Trabajo publicado en www.ilustrados.com

La mayor Comunidad de difusión del conocimiento

COMPENDIO SOBRE TESIS DEL ORIGEN Y EVOLUCIÓN DEL UNIVERSO, LA VIDA Y LA ESPECIE HUMANA

AUTOR

Carlos Ortiz Carvajal



carlosortizc@hotmail.com

INDICE


  1. Introducción

  2. Las principales posiciones filosóficas

  3. Sobre el respeto debido entre contrarios y sobre los “pescadores en río revuelto”

  4. Conclusiones

  5. Origen y evolución del Universo

  6. Origen y evolución de la Tierra

  7. Origen y evolución de la vida

  8. Los seres vivos

  9. Árbol evolutivo de los primates

  10. Árbol evolutivo de los homínidos

  11. Cosmovisiones
  12. Anexo

  13. Era del conocimiento

  14. Era de la inteligencia artificial

  15. Era de las ciencias de la vida

  16. El fin del mundo

  17. El fin del Universo

  18. Fuentes

1.- Introducción


En los últimos años, se está dando un debate muy importante a nivel mundial entre Ciencia-Ciencia. Se trata del debate sobre el diseño inteligente. Partiendo de datos científicos aportados, de un lado, por científicos que indican la lógica-matemática que el Universo muestra por doquier acerca de un Propósito o Finalidad en el Cosmos y por añadidura obvia en el ser humano; y por otra parte, las indicaciones también lógico-matemáticas defendidas por otros científicos partidarios de que el Azar o la Casualidad gobiernan el Universo.
A la vez, entre unos y otros se han introducido todo tipo de gente religiosa, desinformadores, manipuladores y “pescadores en río revuelto”. La cuestión es que el debate sobre el Diseño Inteligente está en plena efervescencia y cada vez hay más cerebros humanos sumándose al mismo; incluso en EE. UU. hay grupos sociales que intentan introducir como enseñanza de texto en las escuelas la tesis del Diseño Inteligente, la cual consideran tan científica y a tener en cuenta como la tesis del Evolucionismo-Darwinismo.
Ante esta sustanciosa polémica de filosofías existenciales, este artículo pretende clarificar las posturas de los principales participantes, puntualizar la legitimidad y la atención que merecen los argumentos de ambas partes y también señalar la porción de quienes se están colando con ganas de emborronar, enmarañar, manipular y tergiversar a partir de sus prejuicios e intereses acomodados.
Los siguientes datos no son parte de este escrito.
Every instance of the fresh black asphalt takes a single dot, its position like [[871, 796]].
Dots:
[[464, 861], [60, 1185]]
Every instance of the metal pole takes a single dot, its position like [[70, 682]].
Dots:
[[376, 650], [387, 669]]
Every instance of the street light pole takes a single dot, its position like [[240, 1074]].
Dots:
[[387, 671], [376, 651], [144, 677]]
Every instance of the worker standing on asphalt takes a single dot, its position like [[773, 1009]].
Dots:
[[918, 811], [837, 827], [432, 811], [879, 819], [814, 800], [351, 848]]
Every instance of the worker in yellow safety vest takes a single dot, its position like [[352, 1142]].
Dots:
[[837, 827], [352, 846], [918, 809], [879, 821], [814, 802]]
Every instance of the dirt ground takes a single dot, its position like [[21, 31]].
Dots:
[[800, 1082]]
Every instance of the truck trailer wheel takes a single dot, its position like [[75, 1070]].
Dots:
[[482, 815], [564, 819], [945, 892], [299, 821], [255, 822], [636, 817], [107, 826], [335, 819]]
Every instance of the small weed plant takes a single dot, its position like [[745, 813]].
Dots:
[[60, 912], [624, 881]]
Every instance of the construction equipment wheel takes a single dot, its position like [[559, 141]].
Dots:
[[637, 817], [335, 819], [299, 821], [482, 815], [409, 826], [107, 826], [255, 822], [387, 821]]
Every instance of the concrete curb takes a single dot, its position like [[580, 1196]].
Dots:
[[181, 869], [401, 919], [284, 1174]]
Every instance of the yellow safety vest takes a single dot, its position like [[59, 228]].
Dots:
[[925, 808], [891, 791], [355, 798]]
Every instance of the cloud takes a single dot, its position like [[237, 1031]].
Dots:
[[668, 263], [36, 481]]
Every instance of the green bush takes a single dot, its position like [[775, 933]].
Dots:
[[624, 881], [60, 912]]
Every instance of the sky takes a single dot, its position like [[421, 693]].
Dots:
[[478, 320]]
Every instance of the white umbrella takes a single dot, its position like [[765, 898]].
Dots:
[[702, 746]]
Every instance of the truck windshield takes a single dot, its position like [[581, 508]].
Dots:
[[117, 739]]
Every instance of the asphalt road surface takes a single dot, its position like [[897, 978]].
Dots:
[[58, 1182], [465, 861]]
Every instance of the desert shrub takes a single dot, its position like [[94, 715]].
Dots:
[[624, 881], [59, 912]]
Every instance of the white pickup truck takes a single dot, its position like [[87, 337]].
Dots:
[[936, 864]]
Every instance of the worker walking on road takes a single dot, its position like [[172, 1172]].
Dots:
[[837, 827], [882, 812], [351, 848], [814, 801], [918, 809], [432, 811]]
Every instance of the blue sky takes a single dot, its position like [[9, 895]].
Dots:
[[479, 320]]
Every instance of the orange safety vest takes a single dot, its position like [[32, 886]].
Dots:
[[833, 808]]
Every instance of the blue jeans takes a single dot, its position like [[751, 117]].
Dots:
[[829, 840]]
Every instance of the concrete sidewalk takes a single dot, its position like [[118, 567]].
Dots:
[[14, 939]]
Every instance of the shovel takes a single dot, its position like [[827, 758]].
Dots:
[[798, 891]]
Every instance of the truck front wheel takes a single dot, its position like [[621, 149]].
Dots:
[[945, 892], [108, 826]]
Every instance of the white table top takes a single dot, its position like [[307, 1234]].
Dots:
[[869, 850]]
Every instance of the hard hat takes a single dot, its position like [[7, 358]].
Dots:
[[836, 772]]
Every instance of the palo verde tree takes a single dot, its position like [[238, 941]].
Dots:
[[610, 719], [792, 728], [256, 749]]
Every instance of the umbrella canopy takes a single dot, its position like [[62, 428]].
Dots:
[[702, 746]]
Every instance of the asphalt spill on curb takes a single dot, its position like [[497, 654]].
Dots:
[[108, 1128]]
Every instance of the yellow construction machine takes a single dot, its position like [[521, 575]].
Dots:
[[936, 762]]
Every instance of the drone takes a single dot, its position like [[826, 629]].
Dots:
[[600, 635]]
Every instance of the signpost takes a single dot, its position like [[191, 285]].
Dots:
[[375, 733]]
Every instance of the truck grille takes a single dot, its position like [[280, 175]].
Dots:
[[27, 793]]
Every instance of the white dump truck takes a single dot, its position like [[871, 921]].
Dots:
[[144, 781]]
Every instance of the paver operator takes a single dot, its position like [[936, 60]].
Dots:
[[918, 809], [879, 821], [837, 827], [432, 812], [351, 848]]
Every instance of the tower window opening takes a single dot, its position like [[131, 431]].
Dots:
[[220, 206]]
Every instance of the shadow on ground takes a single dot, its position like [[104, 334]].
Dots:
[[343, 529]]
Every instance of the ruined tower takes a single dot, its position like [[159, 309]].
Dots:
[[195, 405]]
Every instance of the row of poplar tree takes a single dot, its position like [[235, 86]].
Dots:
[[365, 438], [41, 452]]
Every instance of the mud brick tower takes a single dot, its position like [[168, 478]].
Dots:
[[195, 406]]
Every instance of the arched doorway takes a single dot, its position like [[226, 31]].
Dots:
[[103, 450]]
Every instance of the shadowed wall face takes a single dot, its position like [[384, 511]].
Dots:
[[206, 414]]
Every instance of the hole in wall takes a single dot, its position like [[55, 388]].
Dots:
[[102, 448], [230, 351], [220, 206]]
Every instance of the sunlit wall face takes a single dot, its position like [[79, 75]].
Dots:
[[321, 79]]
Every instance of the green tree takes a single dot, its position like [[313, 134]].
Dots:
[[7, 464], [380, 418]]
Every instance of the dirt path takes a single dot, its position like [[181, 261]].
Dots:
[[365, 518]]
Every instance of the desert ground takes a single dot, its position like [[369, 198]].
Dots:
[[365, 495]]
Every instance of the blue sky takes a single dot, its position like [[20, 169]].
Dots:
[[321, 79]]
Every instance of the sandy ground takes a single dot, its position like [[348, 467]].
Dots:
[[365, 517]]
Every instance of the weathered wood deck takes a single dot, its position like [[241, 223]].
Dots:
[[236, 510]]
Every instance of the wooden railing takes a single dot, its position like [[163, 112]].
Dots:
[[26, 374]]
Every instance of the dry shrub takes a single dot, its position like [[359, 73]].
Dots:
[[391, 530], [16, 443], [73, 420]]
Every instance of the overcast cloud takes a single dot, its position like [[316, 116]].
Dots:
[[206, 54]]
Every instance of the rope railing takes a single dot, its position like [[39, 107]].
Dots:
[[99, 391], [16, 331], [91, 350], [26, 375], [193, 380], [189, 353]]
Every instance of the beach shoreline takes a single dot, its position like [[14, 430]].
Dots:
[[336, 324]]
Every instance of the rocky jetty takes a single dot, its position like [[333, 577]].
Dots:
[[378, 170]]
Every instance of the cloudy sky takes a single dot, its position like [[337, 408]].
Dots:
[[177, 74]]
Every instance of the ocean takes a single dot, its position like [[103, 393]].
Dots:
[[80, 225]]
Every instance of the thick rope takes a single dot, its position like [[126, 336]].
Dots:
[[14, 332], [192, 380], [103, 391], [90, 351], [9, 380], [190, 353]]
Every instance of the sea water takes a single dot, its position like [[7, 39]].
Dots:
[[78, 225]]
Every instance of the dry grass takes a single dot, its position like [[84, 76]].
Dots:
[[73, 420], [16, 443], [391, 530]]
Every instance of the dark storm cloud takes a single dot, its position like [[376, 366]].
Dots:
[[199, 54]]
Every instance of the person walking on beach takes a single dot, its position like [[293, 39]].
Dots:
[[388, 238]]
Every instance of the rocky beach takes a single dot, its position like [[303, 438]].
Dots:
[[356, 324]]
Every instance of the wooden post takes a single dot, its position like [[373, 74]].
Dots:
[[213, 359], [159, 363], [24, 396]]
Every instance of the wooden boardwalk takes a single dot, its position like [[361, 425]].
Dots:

2.- Las principales posiciones filosóficas

Creacionismo

Defiende que el universo fue creado en seis días, según el capítulo 1 del libro bíblico del Génesis; que cada una de las especies biológicas es el resultado de un acto particular de creación divina. Quienes sostienen esta teoría usan la Biblia como libro de ciencia y no saben distinguir bien entre mitología, ciencia, géneros literarios, etc. No aceptan el azar o la casualidad en el universo, sino que creen que todo lo que sucede lo proyectó Dios hasta el grado que nada, por muy insignificante que sea el hecho, ocurre sin un propósito del Creador.



Evolucionismo o darwinismo
Defiende que la evolución de las especies biológicas se produce por selección natural de los individuos y se perpetúa por la herencia. Unas formas de vida evolucionan a otras más complejas desde los primeros microorganismos que surgieron en el agua del mar, todo ello a lo largo de millones de años y a través de herencia genética, selección natural de los más fuertes y cambios ocurridos por casualidad. Esta teoría se inició con Charles Darwin en el cercano siglo XIX.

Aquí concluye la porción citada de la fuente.